Nobody Trusts Anybody Now
Relatively early in the game, you will acquire what is known as the Blood Test Kit. With it, you can check whether or not a squad member has been taken over by an extraterrestrial entity. If the syringe explodes, prepare for battle, as it will trigger whomever was being tested to change into a Walker -- a mutilated alien form roughly resembling a human -- and attack anyone in sight. You can also use the kit on yourself to prove that you are still human and gain your squad's trust as a result.
Combat makes up a large portion of gameplay and is decent, albeit flawed. The main problem comes from the inability to aim; once an enemy is in vicinity, a target reticle will appear around them, and all you need to do is point in that direction and shoot.
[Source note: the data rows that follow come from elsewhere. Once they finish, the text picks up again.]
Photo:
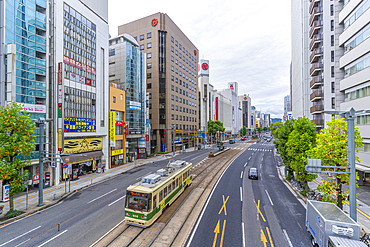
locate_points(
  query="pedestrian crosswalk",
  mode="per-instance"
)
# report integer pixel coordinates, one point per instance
(260, 149)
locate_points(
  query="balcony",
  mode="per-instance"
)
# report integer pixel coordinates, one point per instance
(318, 122)
(315, 95)
(316, 109)
(316, 68)
(315, 41)
(316, 82)
(313, 4)
(315, 54)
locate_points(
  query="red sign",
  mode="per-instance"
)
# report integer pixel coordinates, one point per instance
(88, 81)
(154, 22)
(216, 108)
(60, 73)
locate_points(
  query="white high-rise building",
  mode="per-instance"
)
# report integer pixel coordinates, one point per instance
(354, 40)
(300, 58)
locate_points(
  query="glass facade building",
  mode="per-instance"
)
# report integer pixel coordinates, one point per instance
(24, 52)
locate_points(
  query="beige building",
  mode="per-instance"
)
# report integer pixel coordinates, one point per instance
(171, 78)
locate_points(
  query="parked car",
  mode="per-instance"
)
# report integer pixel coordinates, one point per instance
(253, 173)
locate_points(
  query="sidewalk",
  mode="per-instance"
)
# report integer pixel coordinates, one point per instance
(363, 209)
(56, 193)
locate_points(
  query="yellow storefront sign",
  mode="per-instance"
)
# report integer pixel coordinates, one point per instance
(113, 126)
(117, 152)
(74, 146)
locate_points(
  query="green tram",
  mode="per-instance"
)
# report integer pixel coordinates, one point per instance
(147, 199)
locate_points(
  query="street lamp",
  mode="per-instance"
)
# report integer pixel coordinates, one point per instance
(350, 115)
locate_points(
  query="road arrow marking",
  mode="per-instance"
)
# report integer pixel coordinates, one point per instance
(216, 231)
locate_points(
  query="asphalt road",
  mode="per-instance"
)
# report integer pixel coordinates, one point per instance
(84, 217)
(244, 212)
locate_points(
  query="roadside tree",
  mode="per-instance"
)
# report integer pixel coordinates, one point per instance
(332, 149)
(16, 141)
(300, 142)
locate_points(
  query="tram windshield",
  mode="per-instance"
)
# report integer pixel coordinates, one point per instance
(138, 201)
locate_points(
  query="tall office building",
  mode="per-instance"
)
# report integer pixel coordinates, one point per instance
(171, 79)
(79, 86)
(354, 19)
(325, 77)
(300, 58)
(127, 70)
(24, 62)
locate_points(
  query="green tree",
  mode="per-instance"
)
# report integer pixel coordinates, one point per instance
(300, 142)
(243, 131)
(16, 140)
(284, 133)
(332, 149)
(215, 126)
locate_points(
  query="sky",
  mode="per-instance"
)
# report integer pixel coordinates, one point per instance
(245, 41)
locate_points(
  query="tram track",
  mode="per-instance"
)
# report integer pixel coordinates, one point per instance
(175, 219)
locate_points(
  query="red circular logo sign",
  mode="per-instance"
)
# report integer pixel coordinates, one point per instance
(204, 66)
(154, 22)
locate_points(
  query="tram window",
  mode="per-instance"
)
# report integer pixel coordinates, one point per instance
(160, 196)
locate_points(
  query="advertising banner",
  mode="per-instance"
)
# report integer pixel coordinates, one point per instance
(112, 128)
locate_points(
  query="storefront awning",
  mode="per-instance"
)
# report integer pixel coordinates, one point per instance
(82, 156)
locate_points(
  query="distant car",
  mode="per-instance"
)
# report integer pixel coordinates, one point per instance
(253, 173)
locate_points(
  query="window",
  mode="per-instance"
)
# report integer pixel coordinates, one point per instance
(332, 56)
(333, 103)
(332, 71)
(331, 9)
(332, 25)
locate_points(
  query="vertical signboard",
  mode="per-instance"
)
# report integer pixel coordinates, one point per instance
(112, 128)
(60, 106)
(216, 108)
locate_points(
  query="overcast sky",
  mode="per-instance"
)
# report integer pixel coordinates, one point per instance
(245, 41)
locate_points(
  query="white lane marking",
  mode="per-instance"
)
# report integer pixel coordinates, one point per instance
(116, 201)
(287, 238)
(20, 236)
(241, 194)
(243, 234)
(269, 198)
(206, 204)
(53, 238)
(97, 241)
(101, 196)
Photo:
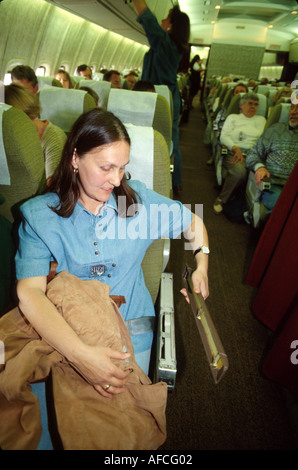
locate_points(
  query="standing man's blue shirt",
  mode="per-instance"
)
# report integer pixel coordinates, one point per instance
(162, 60)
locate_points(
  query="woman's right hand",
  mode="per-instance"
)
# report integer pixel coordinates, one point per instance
(96, 364)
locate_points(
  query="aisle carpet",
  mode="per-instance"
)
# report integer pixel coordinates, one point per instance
(244, 411)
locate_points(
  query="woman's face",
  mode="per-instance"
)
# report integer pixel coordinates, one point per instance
(99, 171)
(249, 107)
(63, 79)
(239, 89)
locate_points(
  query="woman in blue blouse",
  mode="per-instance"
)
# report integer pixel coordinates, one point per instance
(167, 44)
(81, 224)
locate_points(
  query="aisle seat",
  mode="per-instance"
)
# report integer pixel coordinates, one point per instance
(164, 90)
(48, 81)
(234, 108)
(143, 109)
(149, 163)
(62, 107)
(163, 360)
(256, 212)
(22, 152)
(102, 88)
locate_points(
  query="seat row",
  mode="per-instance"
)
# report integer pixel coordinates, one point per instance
(278, 113)
(147, 117)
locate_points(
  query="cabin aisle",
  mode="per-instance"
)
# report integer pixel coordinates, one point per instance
(244, 411)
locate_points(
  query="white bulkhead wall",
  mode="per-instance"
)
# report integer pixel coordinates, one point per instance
(37, 33)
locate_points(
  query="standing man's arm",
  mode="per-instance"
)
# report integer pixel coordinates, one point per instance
(140, 5)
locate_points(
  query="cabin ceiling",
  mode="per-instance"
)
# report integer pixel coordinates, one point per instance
(119, 16)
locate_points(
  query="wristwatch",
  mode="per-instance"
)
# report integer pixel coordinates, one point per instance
(203, 249)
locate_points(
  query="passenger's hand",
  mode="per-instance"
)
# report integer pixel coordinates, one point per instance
(237, 157)
(260, 174)
(97, 367)
(200, 284)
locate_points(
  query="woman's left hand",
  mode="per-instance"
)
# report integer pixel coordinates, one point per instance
(200, 284)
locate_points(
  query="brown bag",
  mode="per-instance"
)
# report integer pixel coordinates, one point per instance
(134, 420)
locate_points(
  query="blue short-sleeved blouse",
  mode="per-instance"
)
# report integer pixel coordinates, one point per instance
(162, 60)
(106, 247)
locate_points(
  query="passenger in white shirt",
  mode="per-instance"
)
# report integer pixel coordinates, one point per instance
(238, 134)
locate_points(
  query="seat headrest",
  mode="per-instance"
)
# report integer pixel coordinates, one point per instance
(102, 88)
(4, 171)
(61, 106)
(133, 107)
(141, 161)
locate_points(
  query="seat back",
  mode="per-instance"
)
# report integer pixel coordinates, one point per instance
(102, 88)
(62, 106)
(164, 90)
(253, 193)
(48, 81)
(25, 161)
(149, 163)
(279, 113)
(142, 109)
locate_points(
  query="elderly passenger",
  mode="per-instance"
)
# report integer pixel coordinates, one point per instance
(238, 134)
(64, 78)
(274, 155)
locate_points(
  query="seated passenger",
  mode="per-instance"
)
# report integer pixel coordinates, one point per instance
(92, 93)
(64, 78)
(221, 115)
(131, 78)
(61, 225)
(251, 83)
(114, 77)
(84, 71)
(52, 138)
(274, 155)
(144, 85)
(284, 92)
(238, 134)
(25, 75)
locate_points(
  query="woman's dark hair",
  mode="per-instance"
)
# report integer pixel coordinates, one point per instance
(92, 129)
(180, 28)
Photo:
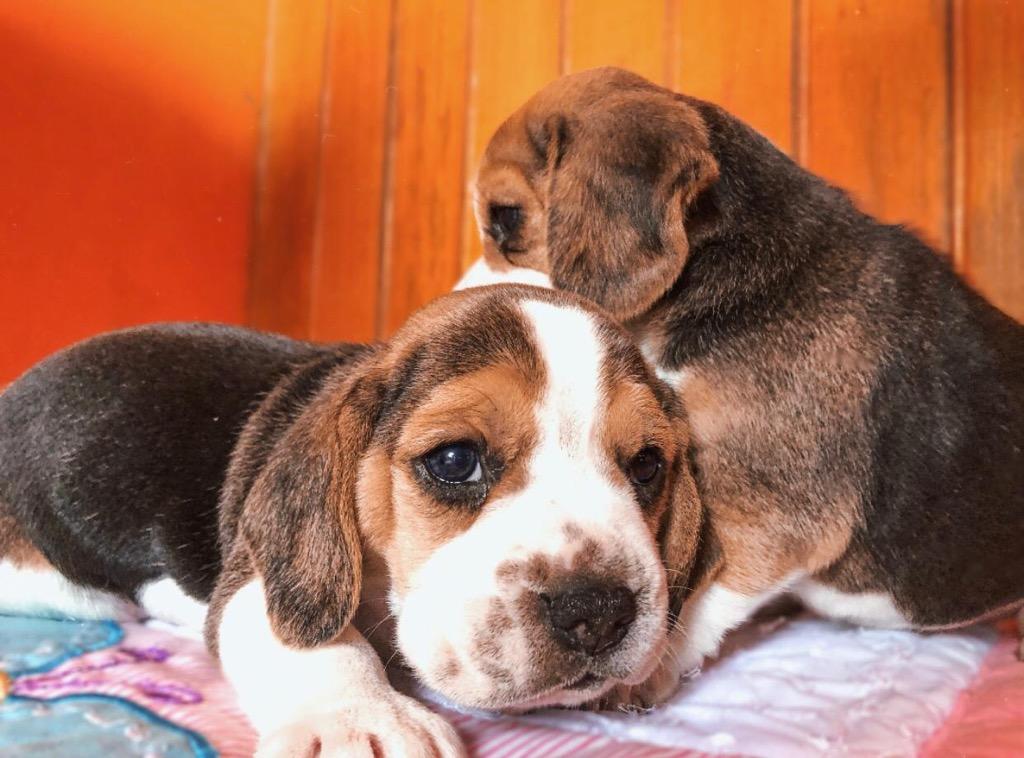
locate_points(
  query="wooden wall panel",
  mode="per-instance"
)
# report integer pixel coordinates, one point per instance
(515, 51)
(128, 133)
(346, 254)
(876, 107)
(288, 179)
(739, 55)
(424, 212)
(632, 35)
(989, 59)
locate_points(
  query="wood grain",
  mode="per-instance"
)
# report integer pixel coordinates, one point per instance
(422, 256)
(877, 99)
(347, 251)
(632, 35)
(514, 53)
(288, 181)
(739, 55)
(989, 60)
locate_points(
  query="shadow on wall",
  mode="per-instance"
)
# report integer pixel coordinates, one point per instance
(119, 202)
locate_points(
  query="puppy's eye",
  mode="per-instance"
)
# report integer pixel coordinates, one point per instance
(645, 466)
(505, 221)
(455, 464)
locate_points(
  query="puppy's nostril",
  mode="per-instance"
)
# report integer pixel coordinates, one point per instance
(504, 222)
(592, 619)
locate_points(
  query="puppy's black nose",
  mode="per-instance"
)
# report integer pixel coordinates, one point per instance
(592, 619)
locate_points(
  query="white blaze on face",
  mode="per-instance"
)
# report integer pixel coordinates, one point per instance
(482, 274)
(568, 485)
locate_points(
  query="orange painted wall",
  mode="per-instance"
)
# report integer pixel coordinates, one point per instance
(304, 165)
(914, 107)
(128, 138)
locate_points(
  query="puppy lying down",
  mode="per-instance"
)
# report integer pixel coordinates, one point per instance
(504, 485)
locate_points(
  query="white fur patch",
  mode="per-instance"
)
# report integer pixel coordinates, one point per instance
(717, 611)
(165, 600)
(336, 697)
(567, 486)
(481, 275)
(45, 592)
(866, 608)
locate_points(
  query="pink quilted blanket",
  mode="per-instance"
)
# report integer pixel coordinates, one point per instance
(790, 688)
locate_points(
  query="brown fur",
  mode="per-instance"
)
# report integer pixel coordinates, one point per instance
(15, 547)
(842, 384)
(355, 445)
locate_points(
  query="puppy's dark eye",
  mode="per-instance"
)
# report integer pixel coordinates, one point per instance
(505, 222)
(455, 463)
(645, 466)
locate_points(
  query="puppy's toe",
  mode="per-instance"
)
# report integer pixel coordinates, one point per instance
(393, 726)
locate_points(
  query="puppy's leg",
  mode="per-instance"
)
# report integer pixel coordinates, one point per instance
(329, 701)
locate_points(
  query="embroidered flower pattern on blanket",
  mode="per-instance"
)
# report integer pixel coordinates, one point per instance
(803, 687)
(110, 689)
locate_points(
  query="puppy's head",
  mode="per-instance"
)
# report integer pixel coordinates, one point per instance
(523, 477)
(599, 181)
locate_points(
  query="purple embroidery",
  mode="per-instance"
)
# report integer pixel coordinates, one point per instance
(169, 692)
(78, 677)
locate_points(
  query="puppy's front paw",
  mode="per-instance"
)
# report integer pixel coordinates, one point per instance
(392, 726)
(654, 690)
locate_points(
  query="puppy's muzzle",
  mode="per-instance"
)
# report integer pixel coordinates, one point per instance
(591, 620)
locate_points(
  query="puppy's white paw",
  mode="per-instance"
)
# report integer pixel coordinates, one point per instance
(391, 726)
(652, 691)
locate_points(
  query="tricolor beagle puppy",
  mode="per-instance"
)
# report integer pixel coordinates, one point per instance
(505, 480)
(857, 412)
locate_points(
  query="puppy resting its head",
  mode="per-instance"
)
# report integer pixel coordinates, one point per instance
(506, 476)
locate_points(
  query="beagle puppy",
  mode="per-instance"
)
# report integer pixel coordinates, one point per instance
(857, 412)
(497, 494)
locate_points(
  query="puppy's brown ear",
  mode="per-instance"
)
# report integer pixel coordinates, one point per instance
(299, 521)
(680, 535)
(628, 192)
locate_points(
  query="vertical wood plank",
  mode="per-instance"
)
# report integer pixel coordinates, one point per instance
(515, 52)
(631, 35)
(989, 60)
(739, 55)
(422, 254)
(878, 107)
(346, 256)
(288, 171)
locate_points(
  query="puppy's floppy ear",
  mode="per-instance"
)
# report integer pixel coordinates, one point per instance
(299, 522)
(629, 192)
(680, 534)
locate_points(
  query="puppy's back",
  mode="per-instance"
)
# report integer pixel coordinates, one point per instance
(113, 452)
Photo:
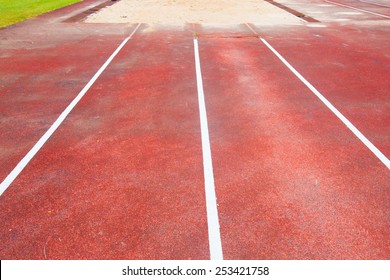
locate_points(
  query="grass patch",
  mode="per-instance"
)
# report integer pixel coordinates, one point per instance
(13, 11)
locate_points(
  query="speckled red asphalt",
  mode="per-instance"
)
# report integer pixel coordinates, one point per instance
(122, 177)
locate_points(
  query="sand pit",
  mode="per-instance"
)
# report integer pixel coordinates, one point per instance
(207, 12)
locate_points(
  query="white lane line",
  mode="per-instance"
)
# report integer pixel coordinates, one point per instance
(362, 10)
(373, 3)
(34, 150)
(215, 243)
(355, 131)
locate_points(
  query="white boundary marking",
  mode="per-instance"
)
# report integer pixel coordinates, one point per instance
(362, 10)
(34, 150)
(373, 3)
(215, 243)
(355, 131)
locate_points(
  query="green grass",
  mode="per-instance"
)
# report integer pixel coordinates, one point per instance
(13, 11)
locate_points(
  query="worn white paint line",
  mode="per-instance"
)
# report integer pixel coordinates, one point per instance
(355, 131)
(215, 243)
(357, 9)
(35, 149)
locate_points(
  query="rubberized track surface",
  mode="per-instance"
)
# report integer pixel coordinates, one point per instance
(122, 177)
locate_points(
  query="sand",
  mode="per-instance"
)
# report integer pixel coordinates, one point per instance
(206, 12)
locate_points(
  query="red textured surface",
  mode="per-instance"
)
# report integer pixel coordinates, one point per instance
(292, 182)
(350, 71)
(122, 178)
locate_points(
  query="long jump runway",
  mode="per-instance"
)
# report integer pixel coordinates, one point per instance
(196, 143)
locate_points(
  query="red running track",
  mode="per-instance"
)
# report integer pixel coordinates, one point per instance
(122, 177)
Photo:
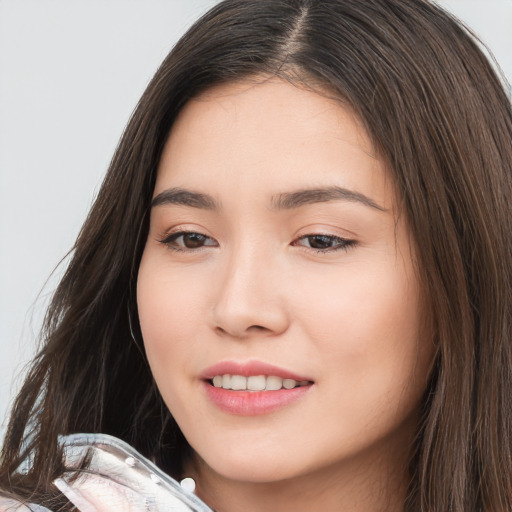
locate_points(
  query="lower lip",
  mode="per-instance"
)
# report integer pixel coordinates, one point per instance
(253, 403)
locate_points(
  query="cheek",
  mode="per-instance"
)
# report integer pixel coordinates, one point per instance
(367, 332)
(168, 307)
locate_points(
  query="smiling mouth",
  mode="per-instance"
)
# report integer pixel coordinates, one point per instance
(255, 383)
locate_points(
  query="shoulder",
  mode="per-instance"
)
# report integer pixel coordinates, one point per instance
(103, 473)
(118, 476)
(10, 505)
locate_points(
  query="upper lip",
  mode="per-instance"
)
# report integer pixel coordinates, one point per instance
(250, 368)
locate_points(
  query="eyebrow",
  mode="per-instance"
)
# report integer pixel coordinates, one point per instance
(283, 201)
(290, 200)
(181, 196)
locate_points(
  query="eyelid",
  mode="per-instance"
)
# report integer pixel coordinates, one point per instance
(170, 237)
(343, 243)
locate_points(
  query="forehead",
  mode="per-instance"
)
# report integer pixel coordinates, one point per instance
(270, 134)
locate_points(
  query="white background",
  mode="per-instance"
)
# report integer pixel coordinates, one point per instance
(71, 72)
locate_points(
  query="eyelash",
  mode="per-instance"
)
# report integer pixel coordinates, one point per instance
(342, 244)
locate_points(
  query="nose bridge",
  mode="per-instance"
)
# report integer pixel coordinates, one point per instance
(248, 298)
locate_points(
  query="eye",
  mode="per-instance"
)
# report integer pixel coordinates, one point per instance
(324, 243)
(188, 241)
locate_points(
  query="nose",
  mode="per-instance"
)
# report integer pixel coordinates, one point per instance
(249, 301)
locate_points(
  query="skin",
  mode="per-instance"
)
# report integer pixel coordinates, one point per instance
(346, 315)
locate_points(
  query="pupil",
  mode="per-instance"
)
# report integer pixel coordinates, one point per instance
(320, 242)
(193, 240)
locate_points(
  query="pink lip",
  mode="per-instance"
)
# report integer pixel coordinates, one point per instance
(250, 368)
(252, 403)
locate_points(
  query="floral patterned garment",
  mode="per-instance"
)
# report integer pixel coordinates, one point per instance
(117, 479)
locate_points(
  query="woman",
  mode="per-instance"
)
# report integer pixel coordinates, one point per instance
(295, 284)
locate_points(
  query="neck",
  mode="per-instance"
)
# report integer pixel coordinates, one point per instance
(376, 481)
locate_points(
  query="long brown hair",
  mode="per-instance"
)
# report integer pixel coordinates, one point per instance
(439, 116)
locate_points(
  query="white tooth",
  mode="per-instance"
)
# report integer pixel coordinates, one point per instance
(238, 382)
(226, 381)
(256, 383)
(289, 383)
(274, 383)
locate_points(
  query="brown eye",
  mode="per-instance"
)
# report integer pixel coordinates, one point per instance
(194, 240)
(188, 241)
(324, 243)
(321, 241)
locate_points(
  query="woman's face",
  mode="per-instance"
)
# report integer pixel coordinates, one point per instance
(275, 255)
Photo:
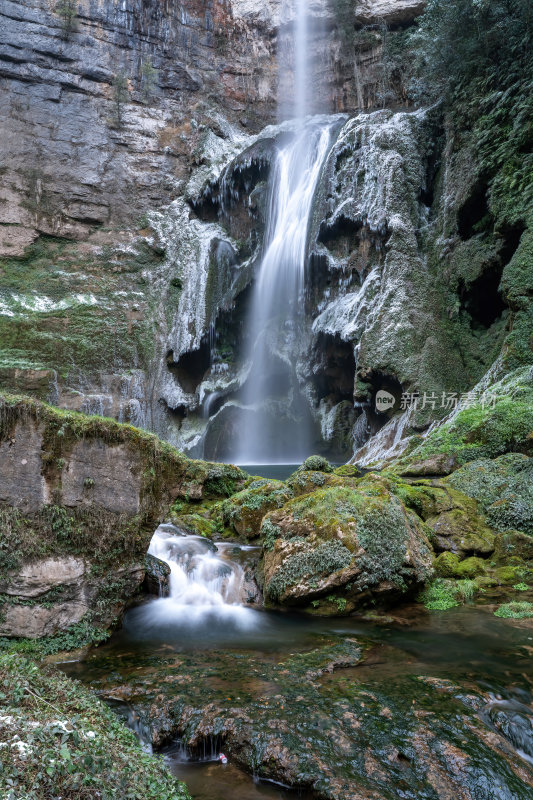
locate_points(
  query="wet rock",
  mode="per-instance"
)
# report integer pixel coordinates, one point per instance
(156, 579)
(345, 546)
(461, 532)
(80, 499)
(439, 464)
(244, 511)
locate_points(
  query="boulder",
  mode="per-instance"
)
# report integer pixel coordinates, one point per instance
(156, 579)
(462, 532)
(245, 510)
(350, 545)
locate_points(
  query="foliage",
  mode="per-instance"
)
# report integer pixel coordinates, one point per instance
(481, 430)
(270, 533)
(316, 464)
(328, 557)
(59, 740)
(441, 594)
(82, 634)
(478, 54)
(515, 610)
(66, 9)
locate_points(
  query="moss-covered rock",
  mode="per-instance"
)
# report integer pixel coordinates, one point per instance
(351, 544)
(449, 565)
(60, 740)
(461, 531)
(513, 544)
(503, 487)
(496, 422)
(244, 511)
(304, 481)
(80, 498)
(157, 572)
(317, 464)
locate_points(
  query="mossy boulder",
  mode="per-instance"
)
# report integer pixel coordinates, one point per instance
(196, 524)
(157, 572)
(449, 565)
(317, 463)
(461, 531)
(304, 481)
(352, 545)
(427, 499)
(69, 744)
(511, 574)
(244, 511)
(513, 544)
(498, 421)
(80, 497)
(503, 487)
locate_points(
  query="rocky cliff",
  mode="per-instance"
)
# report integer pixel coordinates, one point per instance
(80, 498)
(108, 112)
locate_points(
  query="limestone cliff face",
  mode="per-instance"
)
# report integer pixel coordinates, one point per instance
(102, 102)
(79, 500)
(108, 112)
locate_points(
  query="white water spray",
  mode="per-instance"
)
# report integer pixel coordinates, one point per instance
(206, 587)
(275, 315)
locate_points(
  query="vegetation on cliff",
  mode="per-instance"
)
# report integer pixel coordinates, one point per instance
(58, 739)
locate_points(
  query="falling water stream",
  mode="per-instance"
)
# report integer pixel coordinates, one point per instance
(204, 647)
(275, 316)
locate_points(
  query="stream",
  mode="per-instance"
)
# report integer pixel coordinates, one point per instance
(201, 671)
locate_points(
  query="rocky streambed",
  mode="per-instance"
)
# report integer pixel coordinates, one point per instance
(418, 705)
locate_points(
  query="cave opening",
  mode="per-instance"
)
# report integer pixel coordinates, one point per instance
(474, 216)
(482, 299)
(191, 367)
(334, 370)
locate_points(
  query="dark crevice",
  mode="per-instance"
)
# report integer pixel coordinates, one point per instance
(510, 240)
(334, 371)
(482, 299)
(474, 217)
(191, 367)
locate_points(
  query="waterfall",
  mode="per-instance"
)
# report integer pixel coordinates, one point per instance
(206, 587)
(275, 424)
(274, 324)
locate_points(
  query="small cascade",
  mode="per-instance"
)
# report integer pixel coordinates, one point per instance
(207, 588)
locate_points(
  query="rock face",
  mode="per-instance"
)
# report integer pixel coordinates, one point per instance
(80, 499)
(106, 112)
(351, 544)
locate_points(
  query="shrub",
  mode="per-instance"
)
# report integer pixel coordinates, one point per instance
(515, 610)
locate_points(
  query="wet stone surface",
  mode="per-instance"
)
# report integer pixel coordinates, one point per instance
(432, 706)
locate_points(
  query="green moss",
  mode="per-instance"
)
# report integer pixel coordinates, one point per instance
(438, 596)
(317, 464)
(246, 509)
(515, 610)
(310, 565)
(471, 568)
(75, 314)
(74, 746)
(503, 487)
(510, 574)
(449, 565)
(446, 565)
(270, 533)
(488, 431)
(441, 594)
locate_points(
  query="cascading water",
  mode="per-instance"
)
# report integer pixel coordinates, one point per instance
(276, 313)
(207, 588)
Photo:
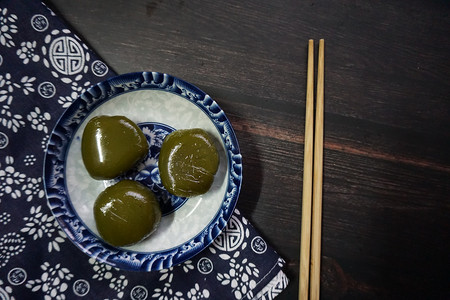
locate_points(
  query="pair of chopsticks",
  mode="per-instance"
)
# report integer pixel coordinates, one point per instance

Some bullets will hit, some won't; shooting in short bursts seems to be more accurate. You can aim properly only when in first-person mode, to kill hard-to-reach enemies, but you can't move in this mode and thus become vulnerable. All of this, thankfully, does not impede progression as most enemies, aside from bosses, are quite easy to deal with. However, there are the already mentioned Walkers, and they are slightly more complex. They come in several differing types, each more disfigured than the last, and generally require the same strategy. The goal is to bring their health low enough with gunfire, indicated by the target reticle turning red, and then finish them off with an incendiary weapon -- a flamethrower will do nicely. All of that considered, combat isn't bad, it isn't boring, it's just very simplistic and unlikely to challenge you or bring the satisfaction of victory.
So combat is mediocre, and the story serves mostly as an opportunity to revisit some familiar locations and, to a certain degree, experience the movie's atmosphere through an interactive medium. What makes the game stand out, even today, is the trust mechanic, which is a core principle in John Carpenter's story. You can never know for sure if the guy you just gave a flamethrower to is not intent on ripping you apart once the opportunity presents itself. In addition, each ally's fluctuating sanity means that they can become a liability in a crucial moment, and you must always remain aware of that. These mechanics, along with its dedication to the source material, are what places The Thing among the best movie-based video games ever made.
Perhaps somewhat unfortunately, The Thing is only available in physical format on the same platforms for which it was originally released. The good news is that a used copy, for either platform, shouldn't set back your budget by too much. The game also provides a greater closure to the overall plot, should you wish for it, and despite some of its shortcomings, I highly recommend it to anyone who enjoyed the movie.